Body Building – The History of Body Building

Bodybuilding: The process of developing the musculature of the body through specific types of diet and physical exercise, such as weightlifting, especially for competitive exhibition. In competitive bodybuilding, bodybuilders display their physiques to a panel of judges, who assign points based on their aesthetic appearance. Many public figures worldwide have bodybuilding to thank for their success, e.g. Arnold Schwarzenegger.

Bodybuilding (the art of displaying the muscles of the physical body) is considered to have started between 1880 and 1930. It was promoted in the late 19th century by a man named Eugen Sandow. Sandow, who was from Prussia, is now referred to as “The Father of Modern Bodybuilding”. Sandow was a pioneer in the sport and later created several businesses around his fame.

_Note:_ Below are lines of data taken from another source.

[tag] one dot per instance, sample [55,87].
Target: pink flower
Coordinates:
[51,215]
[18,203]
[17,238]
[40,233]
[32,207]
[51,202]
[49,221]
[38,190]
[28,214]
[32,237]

Sandow took the phrase “looking like a Greek god” to heart and was a strong advocate of “the Grecian Ideal”. This was a standard where a mathematical “ideal” was set up and the “perfect physique” was close to the proportions of ancient Greek and Roman statues from classical Testosterone Replacement Therapy times. Sandow shaped his physique to this philosophy and men were judged by how closely they matched these “ideal” proportions.

The very first bodybuilding contest took place on 14 September 1901 in the Royal Albert Hall, London, UK. It was organised by Sandow and judged by himself, Sir Charles Lawes, and Sir Arthur Conan Doyle. The contest was a huge success and sold out! The prize winner was handed with a trophy which was a bronze statue of Sandow himself, sculpted by Frederick Pomeroy. Today this contest still exists as Mr Olympia and since 1977, the winner has been presented with the same bronze statue of Sandow, he himself presented to the winner, William L. Murray of Nottingham, England, at the first contest. This contest was called the “Great Competition”.

The first large-scale bodybuilding contest took place on 16 January 1904 at Madison Square Garden, New York City. Al Treloar won the contest and was named “The Most Perfectly Developed Man in the World”. He won a cash prize of $1000 which was a substantial amount at the time. Thomas Edison made a film of Al Treloar’s posting routine, 2 weeks later. He also made two films of Sandow a few years prior, which made him the man who made the first three motion pictures featuring a bodybuilder.